Congressman Calvert Member of the REALTOR(R) Party


I had the pleasure of sharing lunch with Congressman Ken Calvert from the 44th District a week ago.  And, I have to tell you, if it is your hope to once again have a robust economy. One in which the housing industry plays a prominent role, we need more leaders who think like the Honorable Mr. Calvert.
Over the course of lunch our conversation ranged across many topics. But, as you can imagine real estate was the main course of this meal.
We started out the meal oddly enough, by his asking me what the residential market was like currently here in the Inland Empire. My response was that our average days on market appears to be rising. And, despite the fact that money is on sale (we are seeing historically low 30 year fixed rates) buyer activity is still tepid.

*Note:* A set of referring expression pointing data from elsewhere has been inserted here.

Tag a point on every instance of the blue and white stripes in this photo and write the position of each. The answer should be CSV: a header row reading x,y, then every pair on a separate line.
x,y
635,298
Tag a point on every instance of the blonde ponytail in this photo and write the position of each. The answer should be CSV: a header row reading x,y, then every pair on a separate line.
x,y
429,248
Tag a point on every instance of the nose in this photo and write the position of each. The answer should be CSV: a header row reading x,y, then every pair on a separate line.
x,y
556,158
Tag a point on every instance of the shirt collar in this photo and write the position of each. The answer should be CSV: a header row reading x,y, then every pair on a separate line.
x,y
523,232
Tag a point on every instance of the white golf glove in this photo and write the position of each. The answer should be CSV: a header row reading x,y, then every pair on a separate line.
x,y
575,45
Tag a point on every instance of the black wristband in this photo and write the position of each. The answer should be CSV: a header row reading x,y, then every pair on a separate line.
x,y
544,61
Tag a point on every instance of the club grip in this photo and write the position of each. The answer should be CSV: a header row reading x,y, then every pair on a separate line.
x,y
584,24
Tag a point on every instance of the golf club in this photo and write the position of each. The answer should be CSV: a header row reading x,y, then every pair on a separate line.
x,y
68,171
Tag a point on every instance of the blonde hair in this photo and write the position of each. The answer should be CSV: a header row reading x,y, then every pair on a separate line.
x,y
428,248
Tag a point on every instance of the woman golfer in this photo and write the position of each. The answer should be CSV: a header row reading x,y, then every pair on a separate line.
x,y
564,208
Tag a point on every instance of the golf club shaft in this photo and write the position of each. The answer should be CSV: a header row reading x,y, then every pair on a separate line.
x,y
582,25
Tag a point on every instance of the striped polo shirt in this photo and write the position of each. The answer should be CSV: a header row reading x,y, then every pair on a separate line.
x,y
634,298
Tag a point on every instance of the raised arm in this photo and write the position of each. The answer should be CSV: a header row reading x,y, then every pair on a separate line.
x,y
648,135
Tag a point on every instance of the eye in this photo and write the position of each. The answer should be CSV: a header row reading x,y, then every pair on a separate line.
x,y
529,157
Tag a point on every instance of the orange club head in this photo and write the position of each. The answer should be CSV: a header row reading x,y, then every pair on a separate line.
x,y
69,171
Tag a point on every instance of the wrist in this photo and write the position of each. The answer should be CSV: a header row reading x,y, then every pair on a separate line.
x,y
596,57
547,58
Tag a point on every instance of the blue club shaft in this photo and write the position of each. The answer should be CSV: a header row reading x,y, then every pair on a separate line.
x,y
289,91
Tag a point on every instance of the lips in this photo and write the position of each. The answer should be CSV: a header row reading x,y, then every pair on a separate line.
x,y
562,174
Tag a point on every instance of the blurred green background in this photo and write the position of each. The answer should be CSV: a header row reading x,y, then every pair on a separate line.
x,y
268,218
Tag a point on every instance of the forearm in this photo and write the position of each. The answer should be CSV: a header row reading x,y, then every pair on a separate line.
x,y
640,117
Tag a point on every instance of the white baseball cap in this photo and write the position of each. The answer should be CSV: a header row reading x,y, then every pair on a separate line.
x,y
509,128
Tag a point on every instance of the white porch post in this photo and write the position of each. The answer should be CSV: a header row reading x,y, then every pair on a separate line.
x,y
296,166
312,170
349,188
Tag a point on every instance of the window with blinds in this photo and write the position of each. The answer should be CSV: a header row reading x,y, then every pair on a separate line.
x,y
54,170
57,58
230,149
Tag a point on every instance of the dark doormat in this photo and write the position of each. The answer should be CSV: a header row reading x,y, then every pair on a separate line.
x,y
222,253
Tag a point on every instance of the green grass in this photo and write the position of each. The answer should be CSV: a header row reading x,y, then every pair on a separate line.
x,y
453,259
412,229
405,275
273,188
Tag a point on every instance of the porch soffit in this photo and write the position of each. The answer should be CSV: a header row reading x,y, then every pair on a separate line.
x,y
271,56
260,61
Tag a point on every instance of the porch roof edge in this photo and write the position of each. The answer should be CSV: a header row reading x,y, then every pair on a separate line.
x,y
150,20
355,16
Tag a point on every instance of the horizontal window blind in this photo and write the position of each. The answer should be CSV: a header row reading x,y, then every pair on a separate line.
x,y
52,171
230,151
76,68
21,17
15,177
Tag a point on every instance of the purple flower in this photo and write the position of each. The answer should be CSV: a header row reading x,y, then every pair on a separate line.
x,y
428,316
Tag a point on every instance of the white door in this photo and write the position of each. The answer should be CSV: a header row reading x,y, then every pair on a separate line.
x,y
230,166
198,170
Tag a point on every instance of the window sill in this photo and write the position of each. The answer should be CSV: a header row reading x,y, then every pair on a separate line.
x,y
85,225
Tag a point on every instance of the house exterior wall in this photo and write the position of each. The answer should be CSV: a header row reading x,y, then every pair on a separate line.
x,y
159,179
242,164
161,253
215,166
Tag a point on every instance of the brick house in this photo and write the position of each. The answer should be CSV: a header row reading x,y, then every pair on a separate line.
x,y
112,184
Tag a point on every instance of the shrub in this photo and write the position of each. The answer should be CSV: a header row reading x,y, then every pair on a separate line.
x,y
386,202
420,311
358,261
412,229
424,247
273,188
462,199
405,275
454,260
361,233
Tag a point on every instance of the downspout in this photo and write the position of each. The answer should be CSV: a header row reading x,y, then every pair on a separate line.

He in turn advised me that the commercial market is very similar. And, that a high percentage of sales are coming from investors who have pulled out of the stock market and are positioning themselves in the “historically” more secure real estate market. And, for the most part they are paying cash.
If you are a regular reader of this column you know that I referenced this very trend in the residential market just about a month ago. In fact fully 35% of the homes sold today are sold to investors looking for safe shelter and a reasonable return on their investment. And, they (more and more) are finding that shelter in real estate.
I have often said that you do not need to reinvent the wheel. Rather, it is always wiser to look at what the successful people are doing and mirror their behavior. Restated, I want you to understand that the investors are investing in real estate because today it is more affordable and offers the potential for a greater return than almost any other time in our history. So, emulate their behavior and buy if you can. There is no safer harbor for your money. History has never seen the day when a house and the land it sits on was worth nothing. The same cannot be said for some of the offerings of the stock market.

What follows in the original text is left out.